Verwaltungsseitig wird die Auffassung vertreten, dass der Antrag spätestens zusammen mit der Abgabe der erstmaligen Einkommensteuererklärung (gleicher Eingangsstempel) für den jeweiligen Veranlagungszeitraum zu stellen ist. Hierbei handele es sich um eine Ausschlussfrist, wobei es auf die erstmalige Abgabe der Steuererklärung für das jeweilige Jahr ankomme (BMF, Schreiben v. 18.1.2016, BStBl 2016 I S. 85, Rn. 141). Eine Nachholung sei nur unter den Voraussetzungen des § 110 AO möglich.

 

Der BFH hat in einer neueren Entscheidung bestätigt, dass

  • der Antrag auf Besteuerung der Kapitaleinkünfte aus einer Beteiligung an einer Kapitalgesellschaft nach der tariflichen Einkommensteuer unter Anwendung des Teileinkünfteverfahrens gem. § 32d Abs. 2 Nr. 3 Satz 1 Buchst. a EStG
  • spätestens zusammen mit der Einkommensteuererklärung für den jeweiligen Veranlagungszeitraum zu stellen ist.
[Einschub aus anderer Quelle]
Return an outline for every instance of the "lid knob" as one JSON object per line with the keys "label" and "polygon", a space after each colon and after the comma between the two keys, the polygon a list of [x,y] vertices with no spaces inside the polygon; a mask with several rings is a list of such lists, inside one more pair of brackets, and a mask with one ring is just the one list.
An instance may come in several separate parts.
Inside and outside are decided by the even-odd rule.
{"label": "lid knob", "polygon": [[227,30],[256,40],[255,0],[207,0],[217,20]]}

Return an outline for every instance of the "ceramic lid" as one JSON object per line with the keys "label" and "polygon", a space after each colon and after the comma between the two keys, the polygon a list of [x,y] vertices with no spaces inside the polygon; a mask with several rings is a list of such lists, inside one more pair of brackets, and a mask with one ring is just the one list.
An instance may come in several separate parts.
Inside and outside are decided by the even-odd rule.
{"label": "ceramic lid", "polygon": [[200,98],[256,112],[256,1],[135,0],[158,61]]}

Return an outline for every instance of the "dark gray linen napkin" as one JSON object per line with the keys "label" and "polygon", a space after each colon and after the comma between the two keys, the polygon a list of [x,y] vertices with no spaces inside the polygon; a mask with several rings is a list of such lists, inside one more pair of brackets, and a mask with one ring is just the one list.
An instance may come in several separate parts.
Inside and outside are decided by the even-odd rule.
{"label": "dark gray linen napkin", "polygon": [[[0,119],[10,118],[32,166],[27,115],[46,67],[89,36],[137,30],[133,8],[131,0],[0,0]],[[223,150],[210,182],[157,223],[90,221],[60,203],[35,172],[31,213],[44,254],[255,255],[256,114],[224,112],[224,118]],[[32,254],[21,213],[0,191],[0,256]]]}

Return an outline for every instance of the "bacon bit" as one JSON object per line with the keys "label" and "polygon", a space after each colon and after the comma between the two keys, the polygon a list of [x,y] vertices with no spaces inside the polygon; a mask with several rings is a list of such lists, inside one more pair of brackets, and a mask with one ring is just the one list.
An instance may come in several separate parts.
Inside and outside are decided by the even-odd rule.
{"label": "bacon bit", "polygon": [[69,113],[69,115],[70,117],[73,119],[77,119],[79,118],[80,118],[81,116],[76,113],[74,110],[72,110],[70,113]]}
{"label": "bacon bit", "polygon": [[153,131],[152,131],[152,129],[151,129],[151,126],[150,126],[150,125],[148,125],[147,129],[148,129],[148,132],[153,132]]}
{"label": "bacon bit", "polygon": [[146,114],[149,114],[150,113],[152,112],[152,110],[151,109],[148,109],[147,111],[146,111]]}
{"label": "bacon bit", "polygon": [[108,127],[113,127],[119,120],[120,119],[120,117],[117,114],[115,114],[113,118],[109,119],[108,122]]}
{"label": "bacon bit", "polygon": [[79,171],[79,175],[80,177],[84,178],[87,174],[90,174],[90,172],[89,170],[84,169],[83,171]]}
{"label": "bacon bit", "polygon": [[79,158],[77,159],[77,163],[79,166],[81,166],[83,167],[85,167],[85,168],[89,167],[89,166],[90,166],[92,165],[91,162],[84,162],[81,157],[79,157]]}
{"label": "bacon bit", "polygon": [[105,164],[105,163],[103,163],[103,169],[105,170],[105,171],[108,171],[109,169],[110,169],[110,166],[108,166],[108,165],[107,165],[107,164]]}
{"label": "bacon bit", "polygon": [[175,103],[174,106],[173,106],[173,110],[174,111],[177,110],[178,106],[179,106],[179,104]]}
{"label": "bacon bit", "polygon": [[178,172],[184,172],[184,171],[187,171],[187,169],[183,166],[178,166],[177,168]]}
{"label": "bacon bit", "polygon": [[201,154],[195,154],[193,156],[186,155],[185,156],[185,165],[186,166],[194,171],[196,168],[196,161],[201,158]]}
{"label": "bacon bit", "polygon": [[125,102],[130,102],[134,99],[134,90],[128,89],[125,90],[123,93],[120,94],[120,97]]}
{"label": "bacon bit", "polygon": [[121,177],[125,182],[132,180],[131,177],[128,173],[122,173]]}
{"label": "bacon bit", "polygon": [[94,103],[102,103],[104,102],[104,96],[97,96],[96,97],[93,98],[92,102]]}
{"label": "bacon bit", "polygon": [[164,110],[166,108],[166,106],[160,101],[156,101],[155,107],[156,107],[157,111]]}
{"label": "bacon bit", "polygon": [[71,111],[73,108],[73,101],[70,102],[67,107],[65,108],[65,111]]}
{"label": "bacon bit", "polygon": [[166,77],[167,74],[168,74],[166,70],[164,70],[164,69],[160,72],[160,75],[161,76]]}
(BFH, Urteil v. 28.7.2015, VIII R 50/14, BStBl 2015 II S. 894)

Eine entsprechende konkludente Antragstellung aufgrund des rechtzeitig gestellten Antrags auf Günstigerprüfung nach § 32d Abs. 6 EStG scheidet nach Ansicht des BFH bei einem fachkundig beratenen Steuerpflichtigen in der Regel aus. Gegen das Urteil wurde Verfassungsbeschwerde eingelegt (Az. des BVerfG: 2 BvR 2167/15).

 Hinsichtlich der Frage, ob eine Wiedereinsetzung in den vorigen Stand gem. § 110 AO zu gewähren ist, wenn ein nicht vertretener Steuerpflichtiger den Antrag auf Anwendung des Teileinkünfteverfahrens EStG erst nach Abgabe der Einkommensteuererklärung und damit verspätet stellt, ist eine Revision anhängig (Az. des BFH: VIII R 33/15).

 

Praxistipp: Nachträglicher Antrag zugelassen – Einspruch einlegen

 Das FG München hat kürzlich entschieden, dass der Antrag auf Tarifbesteuerung unter Anwendung des Teileinkünfteverfahrens im Fall der Aufdeckung einer vGA im Rahmen einer Betriebsprüfung auch dann nachträglich gestellt werden kann, wenn die betreffende Einkommensteuererklärung zum Zeitpunkt der Antragstellung bereits abgegeben worden ist (FG München, Urteil v. 15.6.2016, 9 K 190/16, Rev. Zugelassen). Dem ist u. E. zuzustimmen. Die Finanzverwaltung wird wohl die zugelassene Revision einlegen. Einschlägige Fälle sollten offengehalten werden, wenn die Tarifbesteuerung steuerlich günstiger ist. Eine „Zwangsruhe“ tritt aber erst dann ein, wenn die Revision beim BFH anhängig ist (§ 363 Abs. 2 Satz 2 AO).